Mungkin inilah alasan yang membuat pemerintahan Utsmani tidak merespon positif kesepakatan tersebut, sebab pemerintahan Utsmani berkeinginan menjadikan Perancis sebagai mediator ke orang-orang Sa'di. Tujuan Perancis dan pemerintahan Utsmani adalah satu, walaupun berbeda dilihat dari segi akidah. Perancis hendak menyerang Spanyol dengan tujuan merealisasikan adidaya militernya, agar dia menjadi penguasa tunggal di Laut Tengah.

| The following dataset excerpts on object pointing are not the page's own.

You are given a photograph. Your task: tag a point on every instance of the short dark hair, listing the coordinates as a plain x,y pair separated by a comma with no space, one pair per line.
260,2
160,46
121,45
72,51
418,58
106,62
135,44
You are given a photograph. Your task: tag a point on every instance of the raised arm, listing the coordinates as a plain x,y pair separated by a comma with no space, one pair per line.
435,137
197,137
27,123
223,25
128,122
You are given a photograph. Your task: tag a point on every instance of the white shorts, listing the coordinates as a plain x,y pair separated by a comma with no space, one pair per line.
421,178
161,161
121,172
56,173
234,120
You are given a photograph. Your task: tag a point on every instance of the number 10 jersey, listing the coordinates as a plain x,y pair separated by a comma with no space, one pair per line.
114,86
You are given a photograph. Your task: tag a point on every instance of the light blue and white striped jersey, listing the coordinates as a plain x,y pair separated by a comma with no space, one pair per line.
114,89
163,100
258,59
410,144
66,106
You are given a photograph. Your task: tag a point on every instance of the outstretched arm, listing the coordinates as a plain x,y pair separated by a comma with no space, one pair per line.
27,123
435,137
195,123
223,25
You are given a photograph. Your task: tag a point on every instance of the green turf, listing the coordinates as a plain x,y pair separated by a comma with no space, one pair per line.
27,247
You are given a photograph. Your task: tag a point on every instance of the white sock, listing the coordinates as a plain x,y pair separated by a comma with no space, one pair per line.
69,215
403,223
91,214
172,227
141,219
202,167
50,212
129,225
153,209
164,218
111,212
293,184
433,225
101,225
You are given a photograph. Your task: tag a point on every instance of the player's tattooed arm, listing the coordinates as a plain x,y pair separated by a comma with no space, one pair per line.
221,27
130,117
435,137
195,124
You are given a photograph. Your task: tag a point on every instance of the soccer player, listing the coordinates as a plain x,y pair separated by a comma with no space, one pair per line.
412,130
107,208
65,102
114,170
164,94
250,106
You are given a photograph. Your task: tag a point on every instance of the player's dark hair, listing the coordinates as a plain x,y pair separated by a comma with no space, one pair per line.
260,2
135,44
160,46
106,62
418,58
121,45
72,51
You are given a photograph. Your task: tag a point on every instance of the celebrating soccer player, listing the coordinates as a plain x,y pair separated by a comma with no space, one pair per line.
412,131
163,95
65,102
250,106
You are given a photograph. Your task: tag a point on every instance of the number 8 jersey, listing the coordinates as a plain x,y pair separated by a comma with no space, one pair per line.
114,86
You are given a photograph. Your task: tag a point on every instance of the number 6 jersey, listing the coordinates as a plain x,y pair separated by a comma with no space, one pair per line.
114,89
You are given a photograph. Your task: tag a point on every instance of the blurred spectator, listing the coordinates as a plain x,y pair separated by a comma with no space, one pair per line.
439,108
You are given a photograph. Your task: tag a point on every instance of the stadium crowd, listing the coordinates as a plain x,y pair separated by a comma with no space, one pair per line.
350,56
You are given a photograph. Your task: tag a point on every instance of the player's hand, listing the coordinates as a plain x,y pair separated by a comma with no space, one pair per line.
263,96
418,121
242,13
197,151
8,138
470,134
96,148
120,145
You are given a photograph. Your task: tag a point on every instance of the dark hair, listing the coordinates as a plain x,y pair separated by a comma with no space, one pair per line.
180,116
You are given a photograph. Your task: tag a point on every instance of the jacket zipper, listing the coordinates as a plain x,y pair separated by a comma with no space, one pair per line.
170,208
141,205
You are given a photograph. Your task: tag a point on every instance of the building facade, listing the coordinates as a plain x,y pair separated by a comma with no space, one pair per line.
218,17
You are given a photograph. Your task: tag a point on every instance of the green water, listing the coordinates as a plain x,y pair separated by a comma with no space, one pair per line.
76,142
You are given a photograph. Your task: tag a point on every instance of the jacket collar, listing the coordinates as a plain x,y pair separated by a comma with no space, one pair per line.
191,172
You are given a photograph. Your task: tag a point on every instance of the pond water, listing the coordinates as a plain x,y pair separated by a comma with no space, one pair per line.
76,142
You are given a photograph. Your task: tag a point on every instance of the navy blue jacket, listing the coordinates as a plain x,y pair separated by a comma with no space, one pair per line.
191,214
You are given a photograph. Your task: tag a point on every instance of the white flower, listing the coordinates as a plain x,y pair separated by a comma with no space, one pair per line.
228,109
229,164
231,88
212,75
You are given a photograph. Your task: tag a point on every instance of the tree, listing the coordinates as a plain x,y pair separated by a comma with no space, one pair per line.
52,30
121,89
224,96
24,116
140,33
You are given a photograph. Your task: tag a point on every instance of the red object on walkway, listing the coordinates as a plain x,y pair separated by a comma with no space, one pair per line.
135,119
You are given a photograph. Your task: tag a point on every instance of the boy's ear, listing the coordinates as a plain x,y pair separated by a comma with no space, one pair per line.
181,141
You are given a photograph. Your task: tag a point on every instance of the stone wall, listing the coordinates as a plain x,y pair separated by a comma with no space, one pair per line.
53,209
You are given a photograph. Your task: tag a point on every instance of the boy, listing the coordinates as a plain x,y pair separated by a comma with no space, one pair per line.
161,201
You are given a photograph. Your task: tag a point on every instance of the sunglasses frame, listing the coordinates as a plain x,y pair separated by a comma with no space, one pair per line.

Sedangkan pemerintahan Utsmani bertujuan untuk menolong kaum muslimin dari kejahatan Spanyol, kemudian mengambil kembali tanah-tanah Islam di Andalusia. Maka Hasan bin Khairuddin pada tahun 966 H/ 1559 M mengalihkan pandangannya dan segera bergerak bersama pasukannya ke wilayah-wilayah yang berada di bawah kekuasaan Banu Abbas Abdul Aziz. Segera dia berhasil menguasai Masila dan bentengnya. Dia membangun sebuah bangunan pengintai di tempat tersebut, untuk mengokohkan eksistensi Utsmani yang dikawal 400 pasukan penjaga. Setelah itu Hasan bin Khairuddin kembali menuju wilayah Hamzah di ujung Barbarah. Di tempat itu, penguasa Bani Abbas melakukan penyerangan terhadap benteng Utsmani, hingga meletus pertempuran yang berakhir dengan kematian Abdul Aziz bin Abbas.
Ia kemudian digantikan Ahmad Maqran yang menjadi penguasa di wilayah-wilayah Kuku. Hasan bin Khairuddin mengakuinya. (Tarikh Al-Daulat Al-Sa'diyyah, hlm.87-88.)

Usaha-usaha untuk mengganggu perdagangan pedagang-pedagang Nasrani semakin gencar dilakukan, terutama di pesisir-pesisir Tunisia dan Aljazair, dengan cara mencegat kapal-kapal Nasrani yang melewatinya. Kekuatan-kekuatan militer darat dan armada laut juga dikirim dari pelabuhan itu untuk membantu Sultan di Timur. (Tarikh Al-Jazair AI-'Aam, hlm. 3/91.)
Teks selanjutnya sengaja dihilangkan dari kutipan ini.